Lorsque les bébés étaient « abandonnés » dans leur lit ou que l’on considérait qu’ils pleuraient pour se faire les poumons, nous ne savions pas encore que cela occasionnait chez eux un stress délétère. A force ils s’épuisaient et comprenaient qu’ils ne pouvaient pas compter sur l’adulte. Cette période est heureusement terminée. Mais il s’agit aujourd’hui de mettre le curseur au bon niveau. Si l’enfant n’a pas le temps de pleurer car nous agissons dès ses premiers cris, alors comment fait-il pour comprendre et  apprendre que nous sommes là pour le « sauver » ? Il n’en a pas le temps.  
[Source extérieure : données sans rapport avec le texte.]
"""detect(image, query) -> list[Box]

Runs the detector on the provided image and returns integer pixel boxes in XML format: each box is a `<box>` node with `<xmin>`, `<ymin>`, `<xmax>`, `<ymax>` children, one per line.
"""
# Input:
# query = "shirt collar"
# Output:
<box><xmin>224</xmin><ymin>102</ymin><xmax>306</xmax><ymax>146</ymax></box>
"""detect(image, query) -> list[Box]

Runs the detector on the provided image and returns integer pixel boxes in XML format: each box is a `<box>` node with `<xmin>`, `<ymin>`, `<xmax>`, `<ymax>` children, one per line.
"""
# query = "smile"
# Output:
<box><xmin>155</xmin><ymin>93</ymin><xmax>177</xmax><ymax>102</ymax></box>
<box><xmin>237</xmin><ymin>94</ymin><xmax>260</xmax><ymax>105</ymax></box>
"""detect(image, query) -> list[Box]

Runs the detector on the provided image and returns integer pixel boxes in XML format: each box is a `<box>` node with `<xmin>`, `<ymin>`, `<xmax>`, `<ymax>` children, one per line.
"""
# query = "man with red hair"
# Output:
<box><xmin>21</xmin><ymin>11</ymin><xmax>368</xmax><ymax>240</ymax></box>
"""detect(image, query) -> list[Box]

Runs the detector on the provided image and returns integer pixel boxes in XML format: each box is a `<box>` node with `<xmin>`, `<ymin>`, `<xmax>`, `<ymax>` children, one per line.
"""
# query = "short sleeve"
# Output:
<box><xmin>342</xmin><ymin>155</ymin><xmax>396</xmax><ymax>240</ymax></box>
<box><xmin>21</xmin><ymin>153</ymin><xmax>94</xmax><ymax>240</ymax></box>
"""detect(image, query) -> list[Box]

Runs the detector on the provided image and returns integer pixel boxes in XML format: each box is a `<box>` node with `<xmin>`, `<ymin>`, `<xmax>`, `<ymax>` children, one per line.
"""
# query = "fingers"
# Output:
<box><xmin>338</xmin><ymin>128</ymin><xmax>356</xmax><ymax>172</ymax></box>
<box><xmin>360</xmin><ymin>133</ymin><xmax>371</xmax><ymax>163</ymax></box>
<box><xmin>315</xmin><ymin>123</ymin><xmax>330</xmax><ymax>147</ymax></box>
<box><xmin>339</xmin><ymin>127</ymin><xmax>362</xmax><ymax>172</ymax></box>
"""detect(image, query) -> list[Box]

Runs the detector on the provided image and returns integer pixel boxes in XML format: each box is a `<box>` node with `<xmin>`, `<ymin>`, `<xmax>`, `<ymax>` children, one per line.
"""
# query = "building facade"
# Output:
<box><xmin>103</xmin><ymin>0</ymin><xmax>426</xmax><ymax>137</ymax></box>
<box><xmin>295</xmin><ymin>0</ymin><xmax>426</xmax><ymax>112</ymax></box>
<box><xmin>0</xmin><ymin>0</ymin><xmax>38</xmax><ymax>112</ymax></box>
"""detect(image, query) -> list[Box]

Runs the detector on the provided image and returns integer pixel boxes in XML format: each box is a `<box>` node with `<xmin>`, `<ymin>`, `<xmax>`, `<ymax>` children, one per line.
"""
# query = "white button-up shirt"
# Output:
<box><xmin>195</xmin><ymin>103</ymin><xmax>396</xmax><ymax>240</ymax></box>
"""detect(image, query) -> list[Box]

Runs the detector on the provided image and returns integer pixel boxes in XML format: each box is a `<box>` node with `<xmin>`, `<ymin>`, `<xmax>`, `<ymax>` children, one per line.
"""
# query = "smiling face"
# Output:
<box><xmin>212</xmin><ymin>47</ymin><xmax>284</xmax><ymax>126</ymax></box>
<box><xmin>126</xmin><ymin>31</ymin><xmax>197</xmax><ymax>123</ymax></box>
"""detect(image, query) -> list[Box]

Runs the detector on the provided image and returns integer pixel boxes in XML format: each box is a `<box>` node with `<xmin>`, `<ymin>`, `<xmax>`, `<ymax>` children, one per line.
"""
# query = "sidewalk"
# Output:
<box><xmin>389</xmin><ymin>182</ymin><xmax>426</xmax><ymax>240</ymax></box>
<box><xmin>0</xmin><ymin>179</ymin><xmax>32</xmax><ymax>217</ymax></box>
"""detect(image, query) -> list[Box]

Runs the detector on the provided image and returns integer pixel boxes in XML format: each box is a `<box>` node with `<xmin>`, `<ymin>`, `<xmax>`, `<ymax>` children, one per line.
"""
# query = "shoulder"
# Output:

Actuellement, les professionnels ont tendance à tout faire pour éviter que les bébés pleurent, cela devient alors l’objectif de la journée. Or, les petits pleurent de plus en plus, ont du mal à dormir et à se calmer. En fait, les bébés apprennent le monde dans lequel il leur est donné d’évoluer. Si le laps de temps est trop court entre leurs pleurs et l’intervention de l’adulte, ils n’ont pas le temps de comprendre ce qui se passe. S’ils sentent que le comportement de l’adulte est de faire cesser leurs pleurs, ils se conforment à la demande et pleurent de plus belle. Si, au contraire l’adulte prend le temps, rassure et cherche plutôt les raisons des pleurs que la méthode pour les faire cesser, alors les bébés pleurent moins et uniquement avec raison.

Ainsi, lorsqu’un bébé pleure dans son lit, il convient de ne pas désorganiser l’univers ludique dans lequel le professionnel assure l’accompagnement des enfants, et d’attendre que sa collègue, celle qui n’est à aucun univers ludique, soit en mesure d’aller prendre soin de lui, même si cela se fait après le change de la couche d’un autre enfant. Il n’y a pas lieu de se précipiter et dans les 10 ou 15 minutes suivantes nous sommes certains qu’un professionnel de l’équipe sera en mesure de répondre à l’appel de l’enfant….A moins qu’il se soit rendormis entre temps ?  En effet, les petits pleurent fréquemment entre deux phases de sommeil et parfois cela leur sert à se rendormir. Encore une fois si nous ne leur laissons pas cette possibilité, ils ne peuvent pas l’expérimenter et savoir qu’ils en sont capables.

Le propos n’est pas ici de dire qu’il faut laisser les enfants pleurer, mais bien d’insister sur le fait de ne pas désorganiser le fonctionnement de la crèche pour intervenir trop tôt auprès d’un enfant qui pleure. Un travail d’équipe se met alors en œuvre pour savoir qui fait quoi et pouvoir compter sur les collègues.  Ce travail permet en plus de ne pas éprouver la culpabilité éventuelle du « mauvais professionnel » qui laisse l’enfant pleurer.  Le fond : apprendre à connaitre l’enfant et chercher les raisons de ses pleurs, et la forme : organiser le fonctionnement de la crèche pour permettre des interventions raisonnées sans déséquilibre, mais en toute fluidité, sont ici liés.